In 1917–1918, the UPSR held a majority of the seats in the Ukrainian Central Rada and controlled numerous secretariats (ministries) in the government of Volodymyr Vynnychenko. However, following the coup of 29 April 1918 that led to the establishment of the Ukrainian State of P. P. Skoropadskii, the party split at its clandestine fourth congress (13–16 May 1918): the right wing advocated legal opposition to the Hetmanate, while the left advocated armed resistance in collaboration with the Bolsheviks. The Leftists won, and after the overthrow of Skoropadskii, formally reconstituted themselves as the Ukrainian Party of Socialist-Revolutionary Borotbists (Communists), while the Right assumed the old party name in April 1919. The Borotbists subsequently merged with the Moscow-controlled Communist Party (Bolshevik) of Ukraine, while the new UPSR provided numerous members of the governments of the Ukrainian National Republic.

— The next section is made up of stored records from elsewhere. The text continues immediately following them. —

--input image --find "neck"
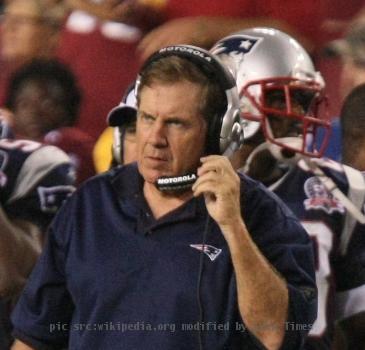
[143,181,193,219]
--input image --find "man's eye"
[141,114,154,123]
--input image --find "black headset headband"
[140,45,236,90]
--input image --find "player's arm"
[0,206,41,298]
[193,156,289,349]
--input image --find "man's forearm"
[223,220,289,349]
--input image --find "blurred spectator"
[0,0,67,103]
[340,82,365,171]
[318,17,365,161]
[5,59,95,183]
[59,0,144,140]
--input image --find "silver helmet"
[211,28,330,157]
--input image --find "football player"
[211,28,365,349]
[0,119,75,349]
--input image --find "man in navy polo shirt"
[12,46,316,350]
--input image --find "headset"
[135,45,244,191]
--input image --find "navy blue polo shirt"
[12,164,316,350]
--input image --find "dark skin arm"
[0,206,41,298]
[332,311,365,350]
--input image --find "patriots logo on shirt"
[190,244,222,261]
[304,176,345,214]
[212,35,261,55]
[0,150,9,187]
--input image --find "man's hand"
[192,155,242,233]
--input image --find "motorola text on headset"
[135,45,243,191]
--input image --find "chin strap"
[239,138,365,254]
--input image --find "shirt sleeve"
[11,212,74,349]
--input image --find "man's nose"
[149,120,167,147]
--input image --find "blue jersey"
[0,139,74,229]
[12,164,316,350]
[270,159,365,349]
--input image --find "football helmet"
[211,28,330,157]
[107,83,137,164]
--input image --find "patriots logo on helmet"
[190,244,222,261]
[211,35,261,55]
[304,176,345,214]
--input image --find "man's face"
[137,81,207,183]
[268,91,304,138]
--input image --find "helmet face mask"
[211,28,330,157]
[240,77,329,157]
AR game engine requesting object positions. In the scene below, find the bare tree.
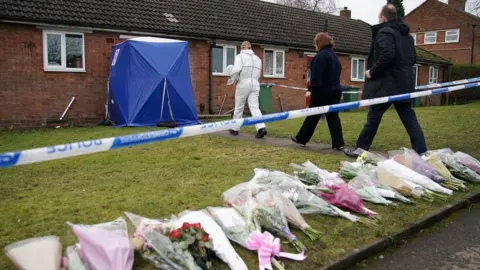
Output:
[277,0,337,13]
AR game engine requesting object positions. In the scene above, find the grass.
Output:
[248,102,480,157]
[0,105,480,269]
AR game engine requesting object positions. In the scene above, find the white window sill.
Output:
[43,68,87,73]
[350,79,365,82]
[212,73,230,77]
[263,75,287,79]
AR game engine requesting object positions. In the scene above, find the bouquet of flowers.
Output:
[340,161,411,204]
[252,169,359,222]
[348,175,392,205]
[319,184,377,218]
[256,189,320,240]
[253,191,306,251]
[5,236,62,270]
[357,151,387,166]
[455,152,480,174]
[422,153,468,191]
[223,182,260,231]
[125,212,201,270]
[378,160,453,196]
[169,222,214,269]
[390,148,445,184]
[173,210,247,270]
[430,148,480,183]
[67,218,133,270]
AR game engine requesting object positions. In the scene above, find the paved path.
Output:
[362,207,480,270]
[214,131,344,155]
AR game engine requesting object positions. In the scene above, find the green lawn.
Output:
[0,104,480,269]
[247,102,480,157]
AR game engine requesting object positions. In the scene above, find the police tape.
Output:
[0,78,480,168]
[266,77,480,94]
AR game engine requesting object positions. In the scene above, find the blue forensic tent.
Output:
[107,37,198,126]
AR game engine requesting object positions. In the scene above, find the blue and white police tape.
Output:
[0,79,480,168]
[267,77,480,94]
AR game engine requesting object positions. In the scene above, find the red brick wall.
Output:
[0,23,118,128]
[405,1,480,64]
[0,24,444,129]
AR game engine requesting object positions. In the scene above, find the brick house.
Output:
[405,0,480,64]
[0,0,450,128]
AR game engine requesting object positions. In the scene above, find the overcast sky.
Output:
[337,0,446,24]
[264,0,447,24]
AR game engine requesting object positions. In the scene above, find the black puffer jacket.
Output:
[363,19,416,102]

In emigration (chiefly in Prague, Vienna, and Paris), the UPSR underwent numerous further divisions during the 1920s and ceased to exist as a unitary organization. Most members remained in opposition to the Soviet government (e.g., the Prague group of N. Iu. Shapoval and the Vienna group of N. Zalizniak and N. Kovalevskii), but in 1924 a section of the party headed by Hrushevsky returned to the Soviet Union, where they and other remnants of the party would fall victim to the Terror of the 1930s. For example, members of the UPSR Central Committee featured in the trial of the “Ukrainian National Center” in February 1931, and many other arrests, exiles, and executions were to follow.